Is there a way to optimize my Powershell function to remove pattern matches from a large file?
I have a large text file (~ 20K lines, ~ 80 characters per line). I also have a large array (~ 1500 elements) of objects containing templates that I want to remove from a large text file. Note, if a pattern from an array appears on a line in the input file, I want to delete the entire line, not just the pattern.
The input file is a CSVish with lines similar to:
A;AAA-BBB;XXX;XX000029;WORD;WORD-WORD-1;00001;STRING;2015-07-01;;010;
The pattern in the array that I am looking for on each line in the input file is like
XX000029
part of the line above.
My somewhat naive function to achieve this looks like this:
function Remove-IdsFromFile {
param(
[Parameter(Mandatory=$true,Position=0)]
[string]$BigFile,
[Parameter(Mandatory=$true,Position=1)]
[Object[]]$IgnorePatterns
)
try{
$FileContent = Get-Content $BigFile
}catch{
Write-Error $_
}
$IgnorePatterns | ForEach-Object {
$IgnoreId = $_.IgnoreId
$FileContent = $FileContent | Where-Object { $_ -notmatch $IgnoreId }
Write-Host $FileContent.count
}
$FileContent | Set-Content "CleansedBigFile.txt"
}
It works but is slower.
How can I make it faster?
source to share
function Remove-IdsFromFile { param( [Parameter(Mandatory=$true,Position=0)] [string]$BigFile, [Parameter(Mandatory=$true,Position=1)] [Object[]]$IgnorePatterns ) # Create the pattern matches $regex = ($IgnorePatterns | ForEach-Object{[regex]::Escape($_)}) -join "|" If(Test-Path $BigFile){ $reader = New-Object System.IO.StreamReader($BigFile) $line=$reader.ReadLine() while ($line -ne $null) { # Check if the line should be output to file If($line -notmatch $regex){$line | Add-Content "CleansedBigFile.txt"} # Attempt to read the next line. $line=$reader.ReadLine() } $reader.close() } Else { Write-Error "Cannot locate: $BigFile" } }
StreamReader
is one of the preferred ways to read large text files. We also use a regular expression to construct a pattern string to match based on. With a pattern string, we use it [regex]::Escape()
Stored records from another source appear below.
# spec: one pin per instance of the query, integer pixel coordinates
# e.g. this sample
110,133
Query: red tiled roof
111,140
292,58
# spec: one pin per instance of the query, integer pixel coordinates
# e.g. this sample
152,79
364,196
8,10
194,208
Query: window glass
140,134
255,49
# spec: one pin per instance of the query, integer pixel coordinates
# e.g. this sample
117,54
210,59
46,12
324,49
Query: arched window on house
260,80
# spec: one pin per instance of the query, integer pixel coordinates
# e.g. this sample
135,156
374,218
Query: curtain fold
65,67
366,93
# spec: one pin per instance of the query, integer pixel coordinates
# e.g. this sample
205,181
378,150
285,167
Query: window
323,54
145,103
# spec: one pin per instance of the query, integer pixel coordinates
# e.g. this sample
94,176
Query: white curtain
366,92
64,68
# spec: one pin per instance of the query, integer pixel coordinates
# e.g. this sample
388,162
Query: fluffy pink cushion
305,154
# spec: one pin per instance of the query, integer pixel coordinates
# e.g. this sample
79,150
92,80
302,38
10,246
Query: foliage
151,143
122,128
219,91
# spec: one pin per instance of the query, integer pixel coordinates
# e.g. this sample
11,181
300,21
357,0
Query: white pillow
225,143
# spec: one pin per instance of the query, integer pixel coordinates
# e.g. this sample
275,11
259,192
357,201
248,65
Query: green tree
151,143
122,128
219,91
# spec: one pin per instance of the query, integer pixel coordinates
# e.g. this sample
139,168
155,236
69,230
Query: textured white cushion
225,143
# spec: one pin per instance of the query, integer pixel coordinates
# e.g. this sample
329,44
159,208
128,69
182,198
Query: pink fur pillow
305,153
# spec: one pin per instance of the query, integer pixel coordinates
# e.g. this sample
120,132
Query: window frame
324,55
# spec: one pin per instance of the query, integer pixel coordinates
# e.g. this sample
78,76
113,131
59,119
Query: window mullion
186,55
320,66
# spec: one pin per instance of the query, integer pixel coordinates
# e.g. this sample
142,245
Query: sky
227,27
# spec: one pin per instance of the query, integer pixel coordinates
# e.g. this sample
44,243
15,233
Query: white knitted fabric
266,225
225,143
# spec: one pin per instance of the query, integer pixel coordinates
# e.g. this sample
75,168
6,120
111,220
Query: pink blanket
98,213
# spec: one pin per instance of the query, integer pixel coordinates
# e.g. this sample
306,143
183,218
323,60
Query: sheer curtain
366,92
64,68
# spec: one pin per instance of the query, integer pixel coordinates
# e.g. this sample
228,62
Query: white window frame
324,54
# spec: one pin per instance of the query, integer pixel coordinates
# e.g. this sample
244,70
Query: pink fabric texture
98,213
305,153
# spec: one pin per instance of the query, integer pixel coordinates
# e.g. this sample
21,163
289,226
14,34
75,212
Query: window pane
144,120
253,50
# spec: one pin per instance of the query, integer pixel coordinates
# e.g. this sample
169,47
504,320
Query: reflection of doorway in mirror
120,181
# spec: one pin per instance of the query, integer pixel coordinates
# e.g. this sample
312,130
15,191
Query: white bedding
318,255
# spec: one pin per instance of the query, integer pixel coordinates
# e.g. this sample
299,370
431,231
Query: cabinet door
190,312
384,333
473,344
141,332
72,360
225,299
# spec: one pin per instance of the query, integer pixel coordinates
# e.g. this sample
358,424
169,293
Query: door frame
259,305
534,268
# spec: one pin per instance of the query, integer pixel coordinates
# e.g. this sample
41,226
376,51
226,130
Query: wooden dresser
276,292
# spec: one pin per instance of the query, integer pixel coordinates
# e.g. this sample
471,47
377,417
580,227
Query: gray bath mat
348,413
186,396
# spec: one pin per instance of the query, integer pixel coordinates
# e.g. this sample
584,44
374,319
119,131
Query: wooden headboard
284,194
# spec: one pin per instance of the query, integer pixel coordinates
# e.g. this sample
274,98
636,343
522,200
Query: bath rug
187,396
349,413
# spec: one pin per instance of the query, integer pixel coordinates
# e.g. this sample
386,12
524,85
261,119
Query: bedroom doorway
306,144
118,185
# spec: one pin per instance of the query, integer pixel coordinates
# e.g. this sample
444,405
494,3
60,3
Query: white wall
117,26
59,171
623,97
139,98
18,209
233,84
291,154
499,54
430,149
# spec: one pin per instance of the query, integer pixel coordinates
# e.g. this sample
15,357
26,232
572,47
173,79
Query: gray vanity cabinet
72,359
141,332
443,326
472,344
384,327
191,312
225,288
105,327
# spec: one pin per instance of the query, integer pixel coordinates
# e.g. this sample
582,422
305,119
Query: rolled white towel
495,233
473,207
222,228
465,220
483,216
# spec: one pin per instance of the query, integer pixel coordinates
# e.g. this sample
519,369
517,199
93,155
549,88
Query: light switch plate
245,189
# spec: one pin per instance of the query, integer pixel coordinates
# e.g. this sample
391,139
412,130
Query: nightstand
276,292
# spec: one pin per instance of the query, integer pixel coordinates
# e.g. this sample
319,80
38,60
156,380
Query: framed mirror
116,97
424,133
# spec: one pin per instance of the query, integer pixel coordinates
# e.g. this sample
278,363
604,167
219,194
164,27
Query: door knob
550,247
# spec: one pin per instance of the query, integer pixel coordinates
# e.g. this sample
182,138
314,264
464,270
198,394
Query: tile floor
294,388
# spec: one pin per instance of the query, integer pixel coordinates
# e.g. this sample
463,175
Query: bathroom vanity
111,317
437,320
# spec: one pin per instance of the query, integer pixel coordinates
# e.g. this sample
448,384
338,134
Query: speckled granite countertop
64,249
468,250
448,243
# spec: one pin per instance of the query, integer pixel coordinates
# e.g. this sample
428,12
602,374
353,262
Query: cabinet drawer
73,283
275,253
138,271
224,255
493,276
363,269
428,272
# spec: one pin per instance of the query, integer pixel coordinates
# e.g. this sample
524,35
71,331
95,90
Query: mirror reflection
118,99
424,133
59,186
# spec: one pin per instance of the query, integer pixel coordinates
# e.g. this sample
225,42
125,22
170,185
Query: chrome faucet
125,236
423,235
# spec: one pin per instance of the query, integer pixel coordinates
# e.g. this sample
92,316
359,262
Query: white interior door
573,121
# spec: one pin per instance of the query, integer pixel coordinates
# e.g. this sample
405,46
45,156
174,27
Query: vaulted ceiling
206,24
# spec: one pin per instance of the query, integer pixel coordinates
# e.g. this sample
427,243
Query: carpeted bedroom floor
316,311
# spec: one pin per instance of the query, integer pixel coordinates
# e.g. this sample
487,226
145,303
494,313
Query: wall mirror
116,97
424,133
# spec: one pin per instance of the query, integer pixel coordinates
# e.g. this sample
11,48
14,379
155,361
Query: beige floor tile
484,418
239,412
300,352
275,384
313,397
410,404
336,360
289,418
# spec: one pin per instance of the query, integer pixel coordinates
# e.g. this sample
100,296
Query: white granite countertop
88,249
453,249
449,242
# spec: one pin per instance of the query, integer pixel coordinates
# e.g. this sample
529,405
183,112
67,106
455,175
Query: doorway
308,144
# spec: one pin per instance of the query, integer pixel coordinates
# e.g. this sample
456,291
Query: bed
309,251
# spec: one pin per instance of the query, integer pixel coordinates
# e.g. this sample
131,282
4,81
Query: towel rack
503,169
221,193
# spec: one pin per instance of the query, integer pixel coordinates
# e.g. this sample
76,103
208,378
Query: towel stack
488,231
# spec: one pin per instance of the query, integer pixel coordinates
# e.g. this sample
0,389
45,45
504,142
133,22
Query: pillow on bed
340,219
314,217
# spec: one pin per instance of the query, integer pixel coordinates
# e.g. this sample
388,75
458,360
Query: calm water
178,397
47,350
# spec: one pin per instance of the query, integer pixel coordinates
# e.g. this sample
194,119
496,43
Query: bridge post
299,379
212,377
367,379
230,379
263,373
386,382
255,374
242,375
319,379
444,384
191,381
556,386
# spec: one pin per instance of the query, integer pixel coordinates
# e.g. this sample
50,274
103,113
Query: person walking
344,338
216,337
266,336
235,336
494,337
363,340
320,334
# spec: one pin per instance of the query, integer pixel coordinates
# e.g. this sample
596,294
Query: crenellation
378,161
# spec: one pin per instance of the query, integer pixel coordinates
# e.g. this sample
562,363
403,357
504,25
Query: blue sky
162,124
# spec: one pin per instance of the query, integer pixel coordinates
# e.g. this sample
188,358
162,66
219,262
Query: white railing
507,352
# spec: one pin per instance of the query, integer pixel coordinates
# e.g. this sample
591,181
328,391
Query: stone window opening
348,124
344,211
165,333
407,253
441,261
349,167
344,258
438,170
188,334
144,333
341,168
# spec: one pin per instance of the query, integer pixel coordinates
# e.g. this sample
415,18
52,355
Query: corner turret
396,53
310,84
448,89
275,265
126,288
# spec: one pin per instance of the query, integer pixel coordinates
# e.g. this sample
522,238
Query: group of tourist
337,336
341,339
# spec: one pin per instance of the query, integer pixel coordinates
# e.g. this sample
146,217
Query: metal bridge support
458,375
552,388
as a precaution if the regex control characters are present. We have to guess because we only see one line of the template.
If $IgnorePatterns
it can be easily distinguished as strings, this should work fine. A small sample of what looks like $regex
would be:
XX000029|XX000028|XX000027
If $IgnorePatterns
populated from a database, you may have less control over this, but since we're using a regex, you can shrink this set of patterns by actually using a regex (instead of a simple alternative comparison) like in my example above. You can reduce this to XX00002[7-9]
eg.
I don't know if a regex will provide a performance boost with 1500 possible. It is supposed to be located here StreamReader
. However, I removed the water using Add-Content
to the outlet, which does not receive any rewards for fast (can use writing in its place).
Reader and writer
I still need to test this to make sure it works, but it just uses StreamReader
and streamwriter
. If it works better, I'm just going to replace the above code.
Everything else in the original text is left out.